Youssef reafirma que Cabral e Pezão receberam R$ 30 milhões em 2010

11/12/2015 13:15

Em depoimento ao STJ, doleiro disse que ex-diretor da Petrobrás, Paulo Roberto Costa, fez acordo para que a chapa Cabral-Pezão recebesse diretamente a propina oriunda do consórcio para a Comperj

 

Gustavo Aguiar - O Estado de S. Paulo

 

BRASÍLIA - Em depoimento ao Superior Tribunal de Justiça, (STJ) o doleiro Alberto Youssef, apontado como operador do PP no esquema de corrupção da Petrobrás, reiterou nesta quinta-feira, 10, que recursos desviados da estatal alimentaram as campanhas eleitorais de Sérgio Cabral e Luiz Fernando Pezão (PMDB) ao governo do Rio em 2010.


De acordo com o doleiro, o ex-diretor da estatal, Paulo Roberto Costa, fez um acordo para que a chapa Cabral-Pezão recebesse diretamente a propina oriunda do consórcio para a Complexo Petroquímico do Rio de Janeiro (Comperj). O valor, de R$ 30 milhões, seria originalmente dividido entre o PP e o PMDB.
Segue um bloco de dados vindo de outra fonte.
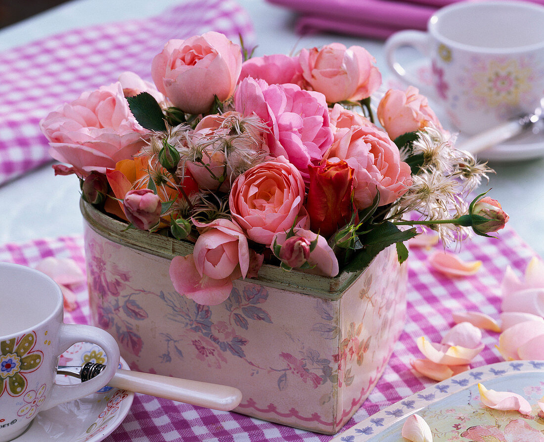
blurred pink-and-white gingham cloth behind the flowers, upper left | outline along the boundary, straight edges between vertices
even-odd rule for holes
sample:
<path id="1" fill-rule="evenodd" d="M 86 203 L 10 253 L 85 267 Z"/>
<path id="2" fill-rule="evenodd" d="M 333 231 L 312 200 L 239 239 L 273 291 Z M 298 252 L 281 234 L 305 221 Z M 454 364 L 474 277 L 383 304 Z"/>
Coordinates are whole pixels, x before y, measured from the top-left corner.
<path id="1" fill-rule="evenodd" d="M 51 161 L 39 121 L 83 91 L 114 83 L 123 71 L 151 79 L 166 41 L 208 30 L 253 40 L 234 0 L 190 0 L 156 17 L 71 30 L 0 54 L 0 185 Z"/>

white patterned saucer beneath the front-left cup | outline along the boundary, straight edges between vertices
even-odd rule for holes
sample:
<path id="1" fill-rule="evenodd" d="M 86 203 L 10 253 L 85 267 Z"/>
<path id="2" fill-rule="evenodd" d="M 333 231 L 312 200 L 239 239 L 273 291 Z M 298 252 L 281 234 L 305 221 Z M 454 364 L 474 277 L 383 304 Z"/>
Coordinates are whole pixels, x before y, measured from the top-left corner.
<path id="1" fill-rule="evenodd" d="M 84 362 L 105 363 L 100 347 L 81 343 L 69 348 L 60 357 L 59 365 L 81 365 Z M 120 368 L 128 370 L 121 359 Z M 79 379 L 57 376 L 59 384 L 78 383 Z M 26 432 L 15 442 L 100 442 L 117 428 L 131 407 L 134 393 L 104 387 L 95 394 L 60 404 L 41 412 Z"/>

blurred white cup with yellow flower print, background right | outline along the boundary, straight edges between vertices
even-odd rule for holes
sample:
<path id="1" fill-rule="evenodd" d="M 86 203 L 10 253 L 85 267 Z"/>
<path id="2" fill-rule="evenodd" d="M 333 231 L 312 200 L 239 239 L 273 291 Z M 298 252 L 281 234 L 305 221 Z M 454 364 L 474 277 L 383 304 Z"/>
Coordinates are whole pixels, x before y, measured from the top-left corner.
<path id="1" fill-rule="evenodd" d="M 398 49 L 406 46 L 430 59 L 432 86 L 410 72 L 410 62 L 398 62 Z M 442 105 L 461 134 L 476 134 L 539 106 L 544 7 L 510 0 L 454 3 L 430 18 L 427 32 L 393 34 L 385 55 L 392 72 Z"/>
Youssef disse que Paulo Roberto Costa o orientou, então, a deixar de cobrar das empresas Odebrecht, Toyo e UTC, integrantes do consórcio, a propina que seria destinada ao PP. O recurso seria pago pela própria Odebrecht diretamente aos então candidatos Cabral e Pezão, que também embolsariam a outra metade destinada ao partido do qual fazem parte.

 

Eu me lembro muito bem deste fato porque questionei o doutor Paulo Roberto sobre essa transferência, porque estávamos em campanha pelo PP e necessitávamos de recursos para integrantes do partido. Ele me disse que esse era um assunto que já havia negociado e era dessa maneira que iria ocorrer”, respondeu o doleiro durante o depoimento.

 

As informações já constavam na delação premiada de Costa à Polícia Federal e foram reiteradas hoje por Youssef, que afirma não ter participado das negociações do repasse dos recursos à campanha de Pezão e Cabral. Os peemedebistas são alvo de um inquérito no STJ que apura o envolvimento deles no esquema investigado no âmbito da Lava Jato e negam participação no esquema e o recebimento de propina desde que o inquérito foi aberto.

 

O depoimento de Youssef, que está preso em Curitiba, foi colhido por meio de videoconferência pelo juiz Ricardo Coimbra e pelo subprocurador-geral da República, Oswaldo Barbosa

 

Cabral. O ex-governador Sérgio Cabral (PMDB) divulgou nota na noite desta quinta-feira, 10, em que “reitera a sua indignação pelo envolvimento de seu nome no caso, destacando que o depoente, conforme declaração registrada nesta quinta-feira (10/12) no STJ, afirmou desconhecer Cabral". Na nota, Cabral refere-se ao doleiro Alberto Youssef, que em depoimento ao Superior Tribunal de Justiça reafirmou que as campanhas do ex-governador e do então vice, o hoje governador Luiz Fernando Pezão (PMDB), foram abastecidos com dinheiro desviado da Petrobrás.